High-frequency Inverter Design for a Wide Range of Resistive and Reactive Load Variation

This paper proposes a design methodology for a high-frequency resonant inverter module consisting of two inverters in parallel to deliver constant output power with high efficiency under load impedance variations. Thanks to zero-voltage-switching (ZVS) with a ground-referenced device, a single-ended resonant inverter such as a class Φ 2 inverter is suitable for high-power and high-frequency applications such as plasma generation and magnetic resonance imaging (MRI). However, when the resistive or reactive load varies, the class Φ 2 inverter loses ZVS and changes its output power, which reduces the efficiency of these applications. To address this issue, we propose an inverter module consisting of two inverters in parallel, one with an inductive and another with a capacitive load network. First, thanks to a designing process of the class Φ 2 inverter for ZVS operation (mainly determined by the input inductance), we achieve ZVS even with a capacitive load network. Therefore, when the reactive load varies, the output power from the inductive and capacitive load networks changes in the opposite direction, which allows us to maintain constant output power. Also, when the resistive load varies, a phase shift between two inverters is applied to maintain the output power at the desired level. To ensure load variation does not disrupt ZVS, we design the inverters when the output load network adds the maximum inductance or capacitance to the circuit.
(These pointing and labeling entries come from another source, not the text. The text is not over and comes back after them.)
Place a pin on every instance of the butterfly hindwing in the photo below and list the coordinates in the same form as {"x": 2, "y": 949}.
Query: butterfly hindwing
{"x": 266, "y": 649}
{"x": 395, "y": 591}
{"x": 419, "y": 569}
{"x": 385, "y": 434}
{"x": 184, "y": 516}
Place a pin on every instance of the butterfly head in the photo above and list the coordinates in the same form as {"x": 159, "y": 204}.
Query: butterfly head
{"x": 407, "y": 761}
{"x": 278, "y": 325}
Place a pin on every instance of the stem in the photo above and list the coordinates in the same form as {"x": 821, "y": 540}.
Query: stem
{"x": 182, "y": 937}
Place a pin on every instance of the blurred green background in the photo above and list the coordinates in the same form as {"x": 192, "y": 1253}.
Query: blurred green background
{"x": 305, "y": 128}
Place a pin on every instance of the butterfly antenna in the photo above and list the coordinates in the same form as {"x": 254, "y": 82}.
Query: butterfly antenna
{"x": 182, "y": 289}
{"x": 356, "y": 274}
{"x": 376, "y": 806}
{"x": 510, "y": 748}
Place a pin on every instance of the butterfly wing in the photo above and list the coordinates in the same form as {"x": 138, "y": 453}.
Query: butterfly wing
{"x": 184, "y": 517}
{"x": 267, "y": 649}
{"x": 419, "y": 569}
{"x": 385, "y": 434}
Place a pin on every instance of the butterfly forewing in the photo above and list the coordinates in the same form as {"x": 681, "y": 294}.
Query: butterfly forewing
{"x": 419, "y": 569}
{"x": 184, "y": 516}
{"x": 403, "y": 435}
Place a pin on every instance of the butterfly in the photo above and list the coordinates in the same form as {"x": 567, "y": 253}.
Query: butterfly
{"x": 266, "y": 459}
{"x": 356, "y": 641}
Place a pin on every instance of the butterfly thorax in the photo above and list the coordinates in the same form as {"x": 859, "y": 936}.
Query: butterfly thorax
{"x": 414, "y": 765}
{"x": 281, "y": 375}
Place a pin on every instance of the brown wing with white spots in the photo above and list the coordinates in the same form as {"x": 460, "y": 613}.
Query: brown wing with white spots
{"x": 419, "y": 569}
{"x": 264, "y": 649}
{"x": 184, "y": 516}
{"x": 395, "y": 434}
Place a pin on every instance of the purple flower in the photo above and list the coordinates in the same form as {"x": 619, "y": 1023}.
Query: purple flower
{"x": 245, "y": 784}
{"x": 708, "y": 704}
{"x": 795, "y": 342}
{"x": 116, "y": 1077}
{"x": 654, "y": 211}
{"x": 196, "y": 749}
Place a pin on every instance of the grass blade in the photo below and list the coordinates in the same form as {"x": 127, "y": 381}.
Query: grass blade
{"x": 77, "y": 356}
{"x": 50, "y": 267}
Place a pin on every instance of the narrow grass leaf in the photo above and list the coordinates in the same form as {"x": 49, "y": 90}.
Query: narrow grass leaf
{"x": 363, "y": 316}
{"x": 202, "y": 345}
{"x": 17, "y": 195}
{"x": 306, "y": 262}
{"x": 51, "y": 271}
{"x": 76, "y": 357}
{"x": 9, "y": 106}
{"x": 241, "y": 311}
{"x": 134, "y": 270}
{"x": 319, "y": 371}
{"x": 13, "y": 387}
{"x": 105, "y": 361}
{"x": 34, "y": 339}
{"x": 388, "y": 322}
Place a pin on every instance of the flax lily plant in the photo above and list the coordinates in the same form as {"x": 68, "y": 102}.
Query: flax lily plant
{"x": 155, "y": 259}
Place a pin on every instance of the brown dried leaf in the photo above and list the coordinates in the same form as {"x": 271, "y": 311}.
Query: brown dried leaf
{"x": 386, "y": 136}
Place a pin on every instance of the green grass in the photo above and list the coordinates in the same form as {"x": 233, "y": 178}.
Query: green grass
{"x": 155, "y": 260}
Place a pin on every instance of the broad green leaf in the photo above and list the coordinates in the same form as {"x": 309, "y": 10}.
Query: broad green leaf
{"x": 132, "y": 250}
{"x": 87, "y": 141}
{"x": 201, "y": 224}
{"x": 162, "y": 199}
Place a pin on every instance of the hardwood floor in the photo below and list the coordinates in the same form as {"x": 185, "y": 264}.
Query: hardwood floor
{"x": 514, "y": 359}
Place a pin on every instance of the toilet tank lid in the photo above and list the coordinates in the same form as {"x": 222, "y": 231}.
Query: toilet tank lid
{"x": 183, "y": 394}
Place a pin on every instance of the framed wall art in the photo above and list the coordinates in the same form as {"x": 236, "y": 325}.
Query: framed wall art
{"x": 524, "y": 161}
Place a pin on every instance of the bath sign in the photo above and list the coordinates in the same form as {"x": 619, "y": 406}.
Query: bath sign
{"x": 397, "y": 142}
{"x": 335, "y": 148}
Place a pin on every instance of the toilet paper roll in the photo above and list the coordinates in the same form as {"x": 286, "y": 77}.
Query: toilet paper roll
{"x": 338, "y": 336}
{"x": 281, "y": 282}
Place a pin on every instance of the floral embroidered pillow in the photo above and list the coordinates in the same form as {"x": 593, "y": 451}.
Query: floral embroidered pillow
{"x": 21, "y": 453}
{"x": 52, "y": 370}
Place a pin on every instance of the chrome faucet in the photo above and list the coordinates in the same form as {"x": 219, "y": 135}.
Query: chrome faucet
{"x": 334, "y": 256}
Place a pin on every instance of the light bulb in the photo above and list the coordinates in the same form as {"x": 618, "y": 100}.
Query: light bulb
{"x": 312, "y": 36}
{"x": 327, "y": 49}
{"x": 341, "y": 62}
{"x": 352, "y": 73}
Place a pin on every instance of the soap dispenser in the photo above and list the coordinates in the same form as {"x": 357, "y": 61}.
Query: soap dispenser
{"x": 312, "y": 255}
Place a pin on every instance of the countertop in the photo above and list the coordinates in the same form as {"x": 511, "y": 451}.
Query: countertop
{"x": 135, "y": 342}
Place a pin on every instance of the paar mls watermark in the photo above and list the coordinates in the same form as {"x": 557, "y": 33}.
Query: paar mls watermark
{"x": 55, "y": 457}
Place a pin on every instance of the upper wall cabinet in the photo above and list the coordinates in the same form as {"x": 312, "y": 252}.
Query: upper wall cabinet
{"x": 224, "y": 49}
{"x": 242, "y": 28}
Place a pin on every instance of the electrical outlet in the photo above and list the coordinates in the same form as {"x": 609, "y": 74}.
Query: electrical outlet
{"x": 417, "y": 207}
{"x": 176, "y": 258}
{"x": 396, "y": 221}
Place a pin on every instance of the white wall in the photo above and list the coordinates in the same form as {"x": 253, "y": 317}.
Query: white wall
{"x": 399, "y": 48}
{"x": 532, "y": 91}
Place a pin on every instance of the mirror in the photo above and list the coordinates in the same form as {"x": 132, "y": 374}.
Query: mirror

Consequently, when the load varies, the added inductance or capacitance only reduces to achieve ZVS across the entire range of load variations. A mathematical model is established to determine a proper phase shift between two inverters for the output power control and the design of the closed-loop controller. The prototype was fabricated to deliver a constant 350 W rated power at 13.56 MHz with an efficiency of 89 - 92% over a load impedance range of 35±j50 Ω − 100±j50 Ω.